Indústria

SAF do Botafogo rejeita proposta da Eagle e amplia conflito judicial

Os representantes do clube carioca protocolaram uma petição na Justiça do Rio de Janeiro rejeitando os termos do acordo proposto pelo grupo

Foto: Wagner Meier/Getty Images

20 de setembro de 2025

3 minutos de Leitura

A disputa judicial entre a SAF do Botafogo e seus sócios, representados pela Eagle Football Group, continua se intensificando. Os representantes do clube carioca protocolaram uma petição na Justiça do Rio de Janeiro rejeitando os termos do acordo proposto pelo grupo, o que demonstra a continuidade do impasse entre as partes envolvidas.

O documento, assinado pelos advogados que representam a SAF, destaca que as condições sugeridas pela empresa para encerrar o litígio não são adequadas ao atual momento da negociação.

A recusa em aceitar os termos propostos entra em contraste direto com as declarações recentes de John Textor, principal figura por trás da gestão do Botafogo, que havia afirmado que o conflito (entre ele e seus sócios) tinha acabado, dando a entender que as tensões internas haviam sido resolvidas.

De acordo com a petição, a defesa de Textor considera que a proposta da Eagle foi apresentada de maneira unilateral, funcionando quase como um “contrato de adesão” que exigiria uma aceitação rápida, em apenas dois dias.

Além disso, os advogados do norte-americano afirmam que as negociações entre ele e seus sócios ainda estão em curso e não foram finalizadas. O documento também destaca que, em Assembleia Geral realizada no dia 12 de setembro, foi decidido que as ações tomadas nas reuniões do dia 17 de julho de 2025 não seriam implementadas, incluindo a polêmica transferência de ações da SAF para uma empresa registrada nas Ilhas Cayman, manobra que visaria reduzir a participação da Eagle na companhia.
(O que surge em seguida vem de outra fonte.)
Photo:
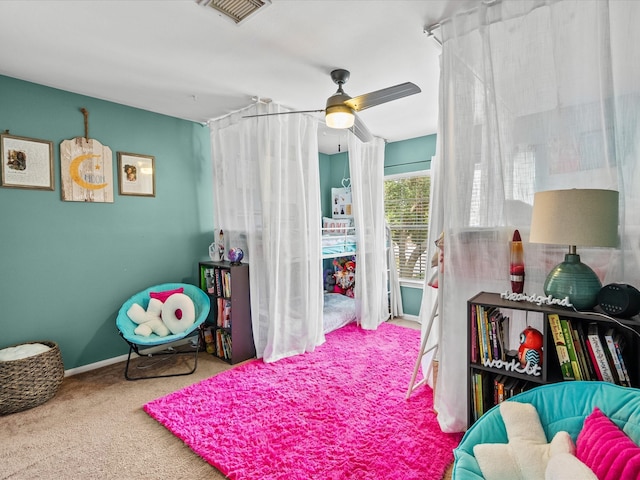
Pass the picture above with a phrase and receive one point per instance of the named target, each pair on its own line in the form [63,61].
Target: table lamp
[577,217]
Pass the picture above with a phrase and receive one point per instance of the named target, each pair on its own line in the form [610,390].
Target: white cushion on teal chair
[561,406]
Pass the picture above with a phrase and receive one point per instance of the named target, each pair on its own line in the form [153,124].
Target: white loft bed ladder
[423,351]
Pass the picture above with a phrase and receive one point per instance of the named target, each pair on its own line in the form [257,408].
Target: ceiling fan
[340,111]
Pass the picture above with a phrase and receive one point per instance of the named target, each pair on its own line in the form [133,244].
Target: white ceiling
[185,60]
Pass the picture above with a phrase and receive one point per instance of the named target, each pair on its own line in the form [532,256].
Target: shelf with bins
[598,347]
[228,329]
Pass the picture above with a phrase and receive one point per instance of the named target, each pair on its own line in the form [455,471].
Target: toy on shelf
[530,350]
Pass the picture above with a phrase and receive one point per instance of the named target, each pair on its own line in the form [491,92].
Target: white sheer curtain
[267,201]
[535,95]
[366,167]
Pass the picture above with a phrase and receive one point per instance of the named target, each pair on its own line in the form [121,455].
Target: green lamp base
[575,280]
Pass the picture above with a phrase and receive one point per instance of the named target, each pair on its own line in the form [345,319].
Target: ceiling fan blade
[385,95]
[282,113]
[360,130]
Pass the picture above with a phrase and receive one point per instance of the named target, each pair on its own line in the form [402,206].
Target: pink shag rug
[336,413]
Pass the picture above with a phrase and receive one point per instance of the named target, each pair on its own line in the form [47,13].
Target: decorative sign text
[537,299]
[514,366]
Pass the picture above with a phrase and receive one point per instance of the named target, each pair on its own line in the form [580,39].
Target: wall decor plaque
[86,171]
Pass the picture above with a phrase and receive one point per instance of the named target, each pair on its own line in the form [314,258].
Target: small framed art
[136,174]
[26,162]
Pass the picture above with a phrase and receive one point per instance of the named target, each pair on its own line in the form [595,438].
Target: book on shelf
[484,334]
[583,353]
[592,356]
[561,347]
[489,332]
[474,334]
[220,312]
[599,353]
[612,353]
[618,342]
[568,338]
[226,313]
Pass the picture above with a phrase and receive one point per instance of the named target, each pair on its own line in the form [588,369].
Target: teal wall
[399,157]
[68,266]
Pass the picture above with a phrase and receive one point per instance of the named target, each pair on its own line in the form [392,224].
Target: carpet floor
[336,413]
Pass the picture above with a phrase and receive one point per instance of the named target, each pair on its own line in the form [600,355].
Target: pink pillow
[606,449]
[162,296]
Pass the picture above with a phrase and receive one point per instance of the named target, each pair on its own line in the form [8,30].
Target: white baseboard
[122,358]
[413,318]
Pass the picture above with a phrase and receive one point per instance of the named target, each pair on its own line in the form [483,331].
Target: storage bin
[28,382]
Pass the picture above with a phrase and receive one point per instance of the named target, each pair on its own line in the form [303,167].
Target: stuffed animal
[345,276]
[149,321]
[527,454]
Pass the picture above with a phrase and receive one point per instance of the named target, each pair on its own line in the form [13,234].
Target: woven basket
[29,382]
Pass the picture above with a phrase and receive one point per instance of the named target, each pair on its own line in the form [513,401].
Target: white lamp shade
[579,217]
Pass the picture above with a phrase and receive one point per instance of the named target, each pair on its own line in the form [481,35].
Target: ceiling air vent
[236,10]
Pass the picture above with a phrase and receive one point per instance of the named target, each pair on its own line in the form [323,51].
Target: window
[406,206]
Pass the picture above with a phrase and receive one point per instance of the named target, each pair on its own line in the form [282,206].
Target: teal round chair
[136,342]
[561,407]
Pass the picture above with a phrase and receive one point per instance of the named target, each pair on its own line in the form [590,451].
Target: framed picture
[27,162]
[341,203]
[136,174]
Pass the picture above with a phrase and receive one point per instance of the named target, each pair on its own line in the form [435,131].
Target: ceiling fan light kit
[339,116]
[340,111]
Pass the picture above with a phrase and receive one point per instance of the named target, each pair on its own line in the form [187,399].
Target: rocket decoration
[530,350]
[516,266]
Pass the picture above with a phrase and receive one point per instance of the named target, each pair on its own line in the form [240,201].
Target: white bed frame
[344,245]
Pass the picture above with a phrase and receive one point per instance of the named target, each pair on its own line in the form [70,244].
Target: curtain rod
[429,29]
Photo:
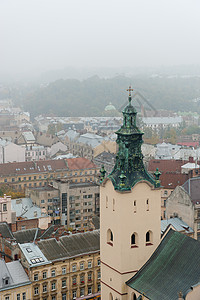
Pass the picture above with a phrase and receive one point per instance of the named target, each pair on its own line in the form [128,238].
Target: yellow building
[40,173]
[64,269]
[135,262]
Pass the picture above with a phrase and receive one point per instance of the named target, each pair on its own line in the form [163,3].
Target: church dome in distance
[110,107]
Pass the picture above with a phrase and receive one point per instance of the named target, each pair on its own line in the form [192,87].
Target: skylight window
[29,250]
[33,261]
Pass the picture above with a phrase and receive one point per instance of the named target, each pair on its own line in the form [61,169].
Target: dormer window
[5,280]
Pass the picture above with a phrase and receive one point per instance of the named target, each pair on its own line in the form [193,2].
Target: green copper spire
[129,168]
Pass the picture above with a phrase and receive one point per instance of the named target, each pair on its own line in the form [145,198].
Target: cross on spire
[129,96]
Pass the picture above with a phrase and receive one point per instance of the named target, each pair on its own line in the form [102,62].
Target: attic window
[29,250]
[33,261]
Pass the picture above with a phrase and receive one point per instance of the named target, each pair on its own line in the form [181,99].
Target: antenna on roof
[36,233]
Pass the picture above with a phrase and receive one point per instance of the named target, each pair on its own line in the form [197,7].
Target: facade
[47,198]
[41,173]
[65,269]
[129,195]
[135,262]
[6,213]
[10,152]
[79,202]
[35,153]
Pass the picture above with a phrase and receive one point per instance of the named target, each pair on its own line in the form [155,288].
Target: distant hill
[72,97]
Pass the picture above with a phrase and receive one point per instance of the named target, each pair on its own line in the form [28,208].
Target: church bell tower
[130,211]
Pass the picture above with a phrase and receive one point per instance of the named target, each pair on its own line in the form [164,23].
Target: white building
[10,152]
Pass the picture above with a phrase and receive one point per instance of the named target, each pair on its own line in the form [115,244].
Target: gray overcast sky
[51,34]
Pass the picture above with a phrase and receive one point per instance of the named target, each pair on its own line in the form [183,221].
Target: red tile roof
[80,163]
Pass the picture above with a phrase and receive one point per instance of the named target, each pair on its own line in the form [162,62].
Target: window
[147,204]
[89,276]
[134,240]
[64,296]
[82,278]
[44,288]
[35,277]
[113,204]
[99,287]
[36,290]
[109,237]
[99,275]
[82,292]
[74,294]
[63,283]
[53,286]
[134,206]
[74,268]
[89,290]
[4,207]
[82,266]
[89,264]
[149,238]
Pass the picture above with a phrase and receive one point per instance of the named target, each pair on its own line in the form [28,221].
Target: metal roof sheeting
[173,267]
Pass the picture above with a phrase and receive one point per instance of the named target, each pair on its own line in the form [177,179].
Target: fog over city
[37,36]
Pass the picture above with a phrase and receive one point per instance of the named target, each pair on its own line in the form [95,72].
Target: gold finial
[129,90]
[129,96]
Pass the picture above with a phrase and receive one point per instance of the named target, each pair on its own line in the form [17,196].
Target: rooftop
[14,272]
[71,246]
[173,267]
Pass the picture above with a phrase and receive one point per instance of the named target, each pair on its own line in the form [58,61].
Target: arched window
[134,240]
[133,296]
[134,206]
[113,204]
[109,237]
[149,238]
[147,204]
[106,201]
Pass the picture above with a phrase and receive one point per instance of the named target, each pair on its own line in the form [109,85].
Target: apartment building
[68,203]
[14,282]
[79,202]
[40,173]
[64,269]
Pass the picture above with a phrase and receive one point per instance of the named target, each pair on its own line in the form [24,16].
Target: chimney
[180,296]
[191,159]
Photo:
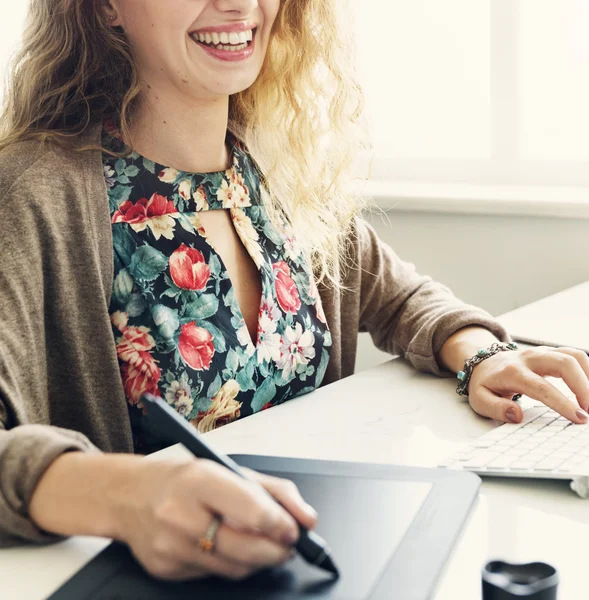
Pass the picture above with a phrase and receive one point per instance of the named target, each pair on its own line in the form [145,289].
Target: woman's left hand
[497,379]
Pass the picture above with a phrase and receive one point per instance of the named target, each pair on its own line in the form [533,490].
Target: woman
[135,134]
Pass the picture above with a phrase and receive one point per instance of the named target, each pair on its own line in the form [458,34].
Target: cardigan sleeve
[405,312]
[28,444]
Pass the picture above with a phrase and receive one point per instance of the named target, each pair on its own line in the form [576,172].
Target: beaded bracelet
[469,364]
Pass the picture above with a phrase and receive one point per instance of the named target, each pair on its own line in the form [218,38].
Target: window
[477,91]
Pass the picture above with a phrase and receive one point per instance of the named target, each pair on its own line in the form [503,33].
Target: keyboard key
[548,464]
[501,462]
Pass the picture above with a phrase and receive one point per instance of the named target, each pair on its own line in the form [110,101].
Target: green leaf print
[322,367]
[202,307]
[245,381]
[132,171]
[149,165]
[214,387]
[202,404]
[120,166]
[264,394]
[124,244]
[118,195]
[218,337]
[232,361]
[303,283]
[229,298]
[184,220]
[215,265]
[136,305]
[147,263]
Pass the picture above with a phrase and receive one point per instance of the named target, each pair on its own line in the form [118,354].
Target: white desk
[559,320]
[395,415]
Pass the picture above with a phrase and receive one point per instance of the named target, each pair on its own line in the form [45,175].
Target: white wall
[496,262]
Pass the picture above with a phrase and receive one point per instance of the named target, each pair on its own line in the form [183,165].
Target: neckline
[232,187]
[112,141]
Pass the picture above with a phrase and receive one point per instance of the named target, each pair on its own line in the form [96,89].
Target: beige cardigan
[60,386]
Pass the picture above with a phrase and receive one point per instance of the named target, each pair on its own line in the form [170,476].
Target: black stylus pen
[310,546]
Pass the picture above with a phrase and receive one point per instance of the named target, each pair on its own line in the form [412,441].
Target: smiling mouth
[228,42]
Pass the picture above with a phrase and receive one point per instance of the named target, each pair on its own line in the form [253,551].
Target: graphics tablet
[391,530]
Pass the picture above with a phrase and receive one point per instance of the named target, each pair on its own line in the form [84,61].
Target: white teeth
[234,39]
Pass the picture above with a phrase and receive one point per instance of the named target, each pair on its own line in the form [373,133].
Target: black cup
[533,581]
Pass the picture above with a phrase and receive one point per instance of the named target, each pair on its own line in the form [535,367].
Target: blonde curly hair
[301,120]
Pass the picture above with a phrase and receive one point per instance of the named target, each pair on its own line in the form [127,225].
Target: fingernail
[290,537]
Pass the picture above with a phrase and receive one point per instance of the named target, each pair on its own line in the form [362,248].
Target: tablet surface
[390,530]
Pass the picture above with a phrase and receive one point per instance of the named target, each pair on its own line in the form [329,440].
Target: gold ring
[207,541]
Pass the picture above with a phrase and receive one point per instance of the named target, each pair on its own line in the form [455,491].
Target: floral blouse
[179,331]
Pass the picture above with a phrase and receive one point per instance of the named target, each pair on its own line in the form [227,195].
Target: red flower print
[286,290]
[139,381]
[196,346]
[188,268]
[144,209]
[139,370]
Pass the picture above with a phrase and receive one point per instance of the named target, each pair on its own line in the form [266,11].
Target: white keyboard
[544,445]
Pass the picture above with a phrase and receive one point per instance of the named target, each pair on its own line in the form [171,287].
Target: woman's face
[205,48]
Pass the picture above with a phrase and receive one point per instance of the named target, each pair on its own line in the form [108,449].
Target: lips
[226,45]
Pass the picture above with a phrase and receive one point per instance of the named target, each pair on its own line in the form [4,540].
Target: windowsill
[457,198]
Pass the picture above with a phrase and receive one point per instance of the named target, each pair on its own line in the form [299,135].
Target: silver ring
[207,541]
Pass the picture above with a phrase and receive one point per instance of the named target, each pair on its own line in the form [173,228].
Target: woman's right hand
[174,504]
[162,508]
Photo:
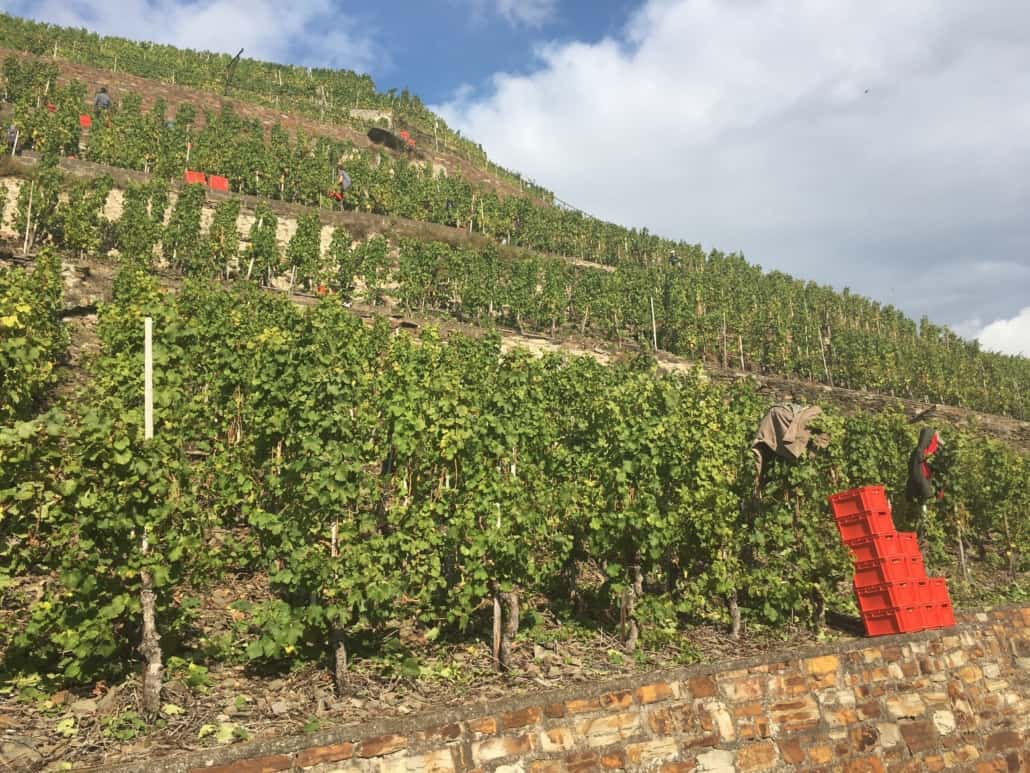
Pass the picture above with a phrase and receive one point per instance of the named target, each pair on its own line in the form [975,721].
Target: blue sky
[863,143]
[437,47]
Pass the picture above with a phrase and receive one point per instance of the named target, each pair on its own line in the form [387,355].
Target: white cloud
[312,32]
[1008,336]
[873,144]
[529,12]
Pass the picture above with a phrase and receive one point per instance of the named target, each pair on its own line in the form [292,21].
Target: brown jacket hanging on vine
[784,432]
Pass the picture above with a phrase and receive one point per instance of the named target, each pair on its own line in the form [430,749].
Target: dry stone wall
[951,700]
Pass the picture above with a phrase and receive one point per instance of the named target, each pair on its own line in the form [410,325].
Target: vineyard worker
[343,185]
[102,101]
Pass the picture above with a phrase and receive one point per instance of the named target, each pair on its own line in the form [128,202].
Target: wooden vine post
[339,643]
[149,646]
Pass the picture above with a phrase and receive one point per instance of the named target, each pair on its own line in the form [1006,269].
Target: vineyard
[392,495]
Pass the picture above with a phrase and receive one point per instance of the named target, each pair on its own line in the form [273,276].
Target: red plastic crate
[877,546]
[854,501]
[897,620]
[917,569]
[864,525]
[937,591]
[887,596]
[882,571]
[907,543]
[938,615]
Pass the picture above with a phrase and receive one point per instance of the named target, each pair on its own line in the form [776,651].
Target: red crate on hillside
[864,525]
[878,546]
[887,596]
[938,615]
[917,569]
[897,620]
[937,591]
[868,498]
[882,571]
[908,543]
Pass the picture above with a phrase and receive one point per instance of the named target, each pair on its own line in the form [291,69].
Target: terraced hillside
[449,440]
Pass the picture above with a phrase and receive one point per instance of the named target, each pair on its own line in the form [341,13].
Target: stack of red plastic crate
[894,594]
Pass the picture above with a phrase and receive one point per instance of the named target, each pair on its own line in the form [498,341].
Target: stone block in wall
[920,735]
[604,731]
[717,761]
[799,713]
[905,706]
[495,748]
[648,753]
[757,757]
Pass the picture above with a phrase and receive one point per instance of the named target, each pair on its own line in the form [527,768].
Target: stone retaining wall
[936,701]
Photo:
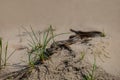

Essa decisão ocorre no contexto de uma disputa jurídica iniciada pela própria Eagle, que buscava a suspensão das ações tomadas nas reuniões de julho, alegando que estas eram manobras de Textor para assumir o controle absoluto da SAF.

A Eagle, detentora de 90% das ações da sociedade, acusa Textor de ter conduzido as reuniões de maneira irregular, sem a participação de Christopher Mallon, diretor independente que foi nomeado na holding para mediar justamente os conflitos entre Textor e os sócios.

Esse novo capítulo do embate jurídico reforça a crescente instabilidade em torno da gestão do Botafogo, enquanto o clube tenta lidar com as complexas questões societárias que envolvem não só os interesses financeiros de seus investidores, mas também o futuro da própria administração. O desenrolar dessa disputa deve ser decisivo para os rumos do time no cenário esportivo e empresarial nos próximos meses.